While I’m not a huge fan of Internet Explorer, I am quite impressed with the progress the IE team has made. IE7 stands to be the most impressive release so far, with many rendering issues resolved, rather impressive security advances, and a great many improvements on the standards compliance front. I must applaud both the team, and Microsoft for making these moves.
By focusing on standards, instead of proprietary features that degrade the experience for everybody, developers can work towards a unified web, free of browser discrimination and hack filed code. It seems like the Redmond power house has finally started to see where IE needs to go to remain relevant for Web 2.0, and beyond.
Then again, that’s leaving TIME out of the picture.
While HTML + TIME could prove to be a fun toy, due to its very nature – it’s a toy not everybody could enjoy. This is an older (introduced with IE5), proprietary technology that is fairly unknown, and not often used. While it does have some merits in its concept, any design technology that is intended to serve a single, closed platform is simply a bad idea.
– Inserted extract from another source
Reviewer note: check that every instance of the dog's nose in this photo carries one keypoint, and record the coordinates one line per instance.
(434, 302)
Why Microsoft is taking another look at this, I’m really not sure. I’m holding out hope that they are cleaning up old, non-standard features in preparation for the next release. My fear is that they want to make another push with this out-dated, IE-centric technology.
Let’s hope they make the right call, and remove support for proprietary ‘features’ such as this. IE7 has the chance to not only catch up with the other major players, but to help push the widespread adoption of standards compliance.